The hardware video game rental business is already (almost) dead. I'd imagine we will soon see digital rentals much the same way we currently have digital film rentals.
So Microsoft makes a deal with broadband providers so that game downloads don't count towards your download limit in exchange for some % of the sale price going to the carrier.
The big games companies will then all make these contracts but include clauses that prevent them from making similar deals with smaller distributors.
At the moment, it seems the cost of bandwidth is sinking faster than new games are growing in size. And making the games yet bigger again is hitting some economic limits on the game maker's side. If you've got broadband, you've probably got enough bandwidth even without special deals. (And yes, I know that's not 100% true, which is why I said probably, but we've got at least another year and maybe two or three before this is even remotely a big deal for the XBox720, during which the bandwidth situation should continue to improve.)
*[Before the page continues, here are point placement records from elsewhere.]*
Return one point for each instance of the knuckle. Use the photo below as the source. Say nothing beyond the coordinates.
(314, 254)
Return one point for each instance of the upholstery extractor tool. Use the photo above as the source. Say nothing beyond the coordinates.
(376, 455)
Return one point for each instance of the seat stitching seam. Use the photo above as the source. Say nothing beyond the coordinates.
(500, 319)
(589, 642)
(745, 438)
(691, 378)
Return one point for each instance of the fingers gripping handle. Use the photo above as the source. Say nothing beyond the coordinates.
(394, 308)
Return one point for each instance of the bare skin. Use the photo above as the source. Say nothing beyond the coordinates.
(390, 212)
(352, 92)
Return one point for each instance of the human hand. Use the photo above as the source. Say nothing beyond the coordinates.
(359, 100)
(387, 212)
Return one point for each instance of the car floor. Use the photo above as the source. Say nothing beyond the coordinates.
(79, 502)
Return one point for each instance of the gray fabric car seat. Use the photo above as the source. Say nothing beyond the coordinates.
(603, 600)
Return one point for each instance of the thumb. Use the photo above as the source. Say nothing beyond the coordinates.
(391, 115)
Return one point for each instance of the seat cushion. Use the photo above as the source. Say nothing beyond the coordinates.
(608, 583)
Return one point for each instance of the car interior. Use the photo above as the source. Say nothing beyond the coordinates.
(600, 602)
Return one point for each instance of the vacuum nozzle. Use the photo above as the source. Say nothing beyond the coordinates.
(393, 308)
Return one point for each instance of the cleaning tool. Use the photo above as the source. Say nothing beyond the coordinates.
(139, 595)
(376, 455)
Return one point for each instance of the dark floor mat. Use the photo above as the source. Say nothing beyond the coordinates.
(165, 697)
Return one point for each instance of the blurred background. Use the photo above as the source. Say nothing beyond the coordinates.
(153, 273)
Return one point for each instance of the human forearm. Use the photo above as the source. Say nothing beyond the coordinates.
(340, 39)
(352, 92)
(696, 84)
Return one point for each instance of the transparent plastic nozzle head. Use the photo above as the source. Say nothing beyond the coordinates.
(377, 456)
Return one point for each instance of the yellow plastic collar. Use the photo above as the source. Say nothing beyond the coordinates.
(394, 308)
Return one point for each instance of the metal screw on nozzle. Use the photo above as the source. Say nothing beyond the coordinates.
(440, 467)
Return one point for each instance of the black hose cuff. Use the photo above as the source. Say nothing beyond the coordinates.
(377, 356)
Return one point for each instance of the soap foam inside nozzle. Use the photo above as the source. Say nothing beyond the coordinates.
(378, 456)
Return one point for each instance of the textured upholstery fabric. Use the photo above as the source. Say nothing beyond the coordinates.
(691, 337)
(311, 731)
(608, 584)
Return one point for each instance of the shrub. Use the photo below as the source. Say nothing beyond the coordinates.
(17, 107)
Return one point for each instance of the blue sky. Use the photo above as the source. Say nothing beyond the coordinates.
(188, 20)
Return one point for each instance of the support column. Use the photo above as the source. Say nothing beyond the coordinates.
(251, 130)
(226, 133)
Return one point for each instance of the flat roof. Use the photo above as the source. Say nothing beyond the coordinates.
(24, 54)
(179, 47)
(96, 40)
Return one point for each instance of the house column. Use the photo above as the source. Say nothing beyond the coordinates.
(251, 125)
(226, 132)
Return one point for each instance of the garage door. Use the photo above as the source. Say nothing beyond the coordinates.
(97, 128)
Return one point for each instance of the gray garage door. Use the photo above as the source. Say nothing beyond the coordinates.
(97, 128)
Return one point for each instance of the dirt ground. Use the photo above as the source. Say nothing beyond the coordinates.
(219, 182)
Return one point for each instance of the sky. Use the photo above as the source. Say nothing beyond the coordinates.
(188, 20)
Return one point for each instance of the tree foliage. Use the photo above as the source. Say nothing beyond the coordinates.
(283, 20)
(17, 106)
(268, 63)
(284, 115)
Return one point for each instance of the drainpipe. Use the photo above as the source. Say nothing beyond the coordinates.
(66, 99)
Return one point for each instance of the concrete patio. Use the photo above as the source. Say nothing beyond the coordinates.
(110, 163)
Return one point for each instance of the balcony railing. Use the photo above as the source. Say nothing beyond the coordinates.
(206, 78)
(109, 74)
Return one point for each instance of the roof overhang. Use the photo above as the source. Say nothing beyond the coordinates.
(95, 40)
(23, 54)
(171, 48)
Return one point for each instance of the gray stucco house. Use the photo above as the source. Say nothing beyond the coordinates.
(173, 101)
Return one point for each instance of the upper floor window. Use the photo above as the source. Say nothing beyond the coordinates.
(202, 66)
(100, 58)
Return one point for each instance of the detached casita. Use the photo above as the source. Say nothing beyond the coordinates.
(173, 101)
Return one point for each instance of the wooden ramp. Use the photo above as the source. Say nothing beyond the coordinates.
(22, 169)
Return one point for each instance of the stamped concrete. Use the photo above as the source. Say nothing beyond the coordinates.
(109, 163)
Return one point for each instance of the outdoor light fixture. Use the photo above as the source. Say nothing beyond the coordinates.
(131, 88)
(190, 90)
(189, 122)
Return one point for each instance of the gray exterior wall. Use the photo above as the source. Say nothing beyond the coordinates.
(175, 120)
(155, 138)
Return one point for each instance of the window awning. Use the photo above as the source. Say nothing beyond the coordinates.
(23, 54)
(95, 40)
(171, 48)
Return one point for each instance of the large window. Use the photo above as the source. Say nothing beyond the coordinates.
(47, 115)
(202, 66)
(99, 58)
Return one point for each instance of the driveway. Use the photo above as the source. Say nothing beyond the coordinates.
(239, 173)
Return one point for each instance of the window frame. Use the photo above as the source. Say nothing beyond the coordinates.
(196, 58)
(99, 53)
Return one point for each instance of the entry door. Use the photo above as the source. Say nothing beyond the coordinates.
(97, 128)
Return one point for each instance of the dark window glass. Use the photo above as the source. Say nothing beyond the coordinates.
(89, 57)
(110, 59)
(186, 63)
Steam users are used to this. You buy a game and then wait a day while it downloads. No big deal. Steam even pre-loads some games before they're released so that you can play them immediately when they're available.
On average I'd guess that people only buy 3-4 big name games a year which are over 1-2 GB so they probably won't bust their download cap. Also lot of steam games are Indie games which are usually 300mb-1Gb. When I was younger and couldn't afford games I would rent one or two every week, if everything were to go digital that download cap would be reached in a week or two.